February 1, 1996
This document presents a mathematical model that we have derived for the technique of providing a system with a compressed pagefile ("swap file") cache. The fundamental concept that makes the model possible is viewing the code and data space of an application as a set of memory pages, each of which is accessed with varying frequency. Typically, applications exhibit roughly an exponential access distribution, meaning that if a graph is drawn with pages ordered with respect to the number of times they are accessed on the x-axis, and the number of accesses on the y-axis, that the distribution will look something like this:
By measuring the number of page reads and writes that occur during an application's execution, the curve representing the integral referred to above can be obtained. It in fact, will also have an exponential curve to it. Thus, using the following graph of number of page faults given a certain memory size, one can determine the number of page faults on a machine of 8MB by looking at the value of the curve at that point.

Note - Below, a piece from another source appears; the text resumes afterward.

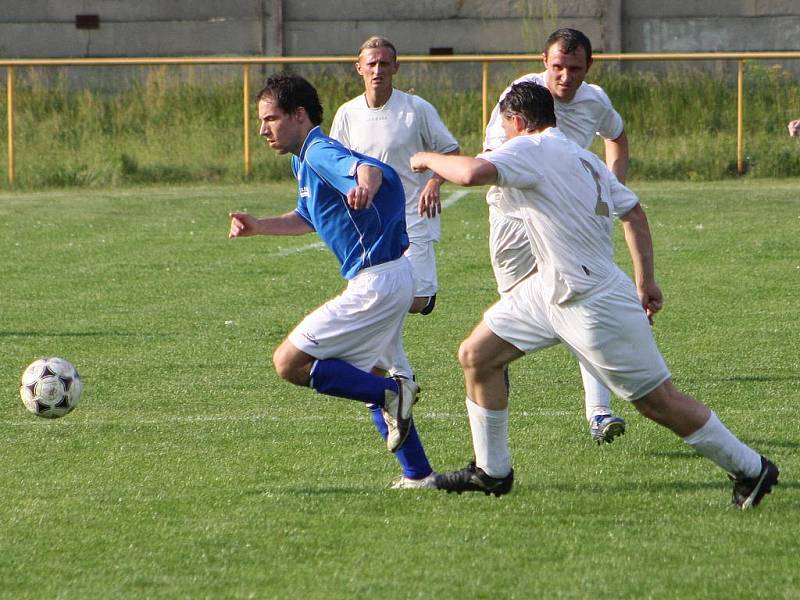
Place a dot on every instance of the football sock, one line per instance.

A compressed paging cache has several effects on the system. The first is that the system's usable memory size will decrease (line moves to the left) an amount equal to the size of the compression buffer. For example, if 1MB was taken for the compressed pagefile cache, Windows would only have 7MB to use for application memory, and the application would therefore generate page faults as if it were running on a 7MB machine. This is the first factor in determining cache effectiveness: causing more page faults.

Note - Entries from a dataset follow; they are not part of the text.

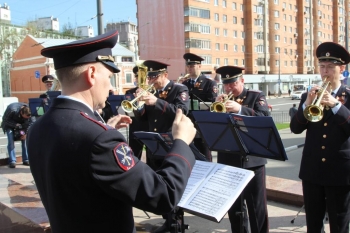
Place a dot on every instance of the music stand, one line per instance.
(115, 101)
(244, 135)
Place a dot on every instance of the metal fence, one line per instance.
(280, 117)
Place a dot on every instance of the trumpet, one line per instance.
(129, 106)
(314, 112)
(219, 106)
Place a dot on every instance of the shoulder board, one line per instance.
(102, 125)
(257, 91)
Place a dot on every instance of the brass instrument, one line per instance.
(129, 106)
(314, 112)
(219, 106)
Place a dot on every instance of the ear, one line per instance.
(90, 75)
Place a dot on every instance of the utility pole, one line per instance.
(99, 17)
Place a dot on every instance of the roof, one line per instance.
(118, 50)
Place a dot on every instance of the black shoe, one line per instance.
(26, 163)
(163, 229)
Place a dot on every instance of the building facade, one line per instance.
(273, 39)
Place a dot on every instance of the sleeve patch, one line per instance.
(124, 156)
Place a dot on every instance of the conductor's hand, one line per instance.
(183, 128)
(119, 121)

The second effect of the pagefile cache is to create an intermediate range in the graph that extends on the x-axis from the place where the cache starts to the memory size and then beyond to a place determined by the compression ratio achieved. For example, if the cache was 1MB in size and a compression ratio of 2:1 is obtained, the cache effect area would extend from 7MB to 9MB (8MB memory size -1MB cache size + 1MB cache size * compression ratio of 2). This is shown in the graph below:
Because all page faults pass through the cache before making it to disk, any accesses to the right of the line at 7MB are accesses subjected to compression (and possibly decompression). This is the second factor in determining cache effectiveness: overhead of compression.Access that are to the right of the physical memory size line and to the left of the right cache line (at 9MB above) represent accesses that without the cache in place would have been disk accesses. With the cache in place, these accesses actually fall in the cache. This is the third factor in determining cache effectiveness: the number of disk accesses saved.

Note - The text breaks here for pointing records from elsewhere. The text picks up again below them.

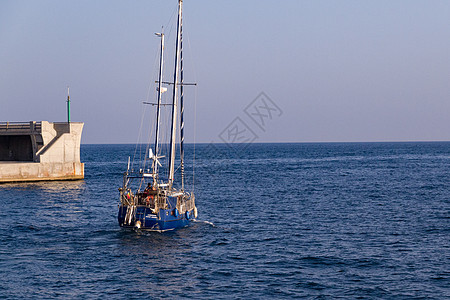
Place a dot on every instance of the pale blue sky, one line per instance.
(338, 70)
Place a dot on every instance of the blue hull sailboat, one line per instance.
(155, 203)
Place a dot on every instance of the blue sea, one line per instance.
(276, 221)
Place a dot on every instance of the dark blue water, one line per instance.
(320, 221)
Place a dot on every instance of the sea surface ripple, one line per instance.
(276, 221)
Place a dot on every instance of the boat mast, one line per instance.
(181, 108)
(174, 100)
(158, 109)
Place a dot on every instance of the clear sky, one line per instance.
(336, 70)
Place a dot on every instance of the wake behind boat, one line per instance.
(147, 199)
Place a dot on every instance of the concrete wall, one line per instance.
(16, 148)
(53, 148)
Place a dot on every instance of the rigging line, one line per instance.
(139, 136)
(195, 137)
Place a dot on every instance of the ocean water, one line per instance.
(319, 221)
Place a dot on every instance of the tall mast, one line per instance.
(181, 108)
(174, 99)
(158, 109)
(68, 106)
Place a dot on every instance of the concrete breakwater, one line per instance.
(36, 151)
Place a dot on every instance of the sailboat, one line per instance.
(157, 204)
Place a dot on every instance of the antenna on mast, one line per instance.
(68, 105)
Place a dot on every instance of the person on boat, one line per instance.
(149, 194)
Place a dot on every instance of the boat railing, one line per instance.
(28, 127)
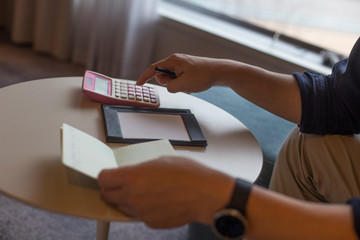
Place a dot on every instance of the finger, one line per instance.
(163, 79)
(146, 76)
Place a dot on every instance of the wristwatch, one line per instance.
(231, 223)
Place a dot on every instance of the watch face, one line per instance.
(230, 226)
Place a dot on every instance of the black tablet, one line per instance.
(125, 124)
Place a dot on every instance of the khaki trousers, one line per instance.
(321, 168)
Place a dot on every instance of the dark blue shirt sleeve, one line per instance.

It should now be clear that for a cache to be effective, it basically has to satisfy the following releationship:
Overhead of compression for all accesses to the right of the buffer start (7MB in the example) must be less than the amount of time saved in avoiding disk I/O.
An additional factor that impacts a real implementation of pagefile caching under Windows 95 that is not taken into account in the above model is disk cache misses caused because the disk cache sizing policy is not set up to understand the effects of a pagefile cache. Another factor is additional disk accesses caused because the compression management strategy will most likely occasionally break page file writes, that come in blocks of 8 pages, into multiple writes in order to fit compressed pages into spots in the page file.
In order to get an idea of how well pagefile cacheing would work for real Windows applications, we measured the pagefile read and write rates of the Ziff-Davis Winstone benchmark. This gives us the access curves described above. The next thing we did is implement a pagefile cache compressor so that we could measure compression/decompression versus disk access overheads as well as compression ratios on the actual Winstone paging data.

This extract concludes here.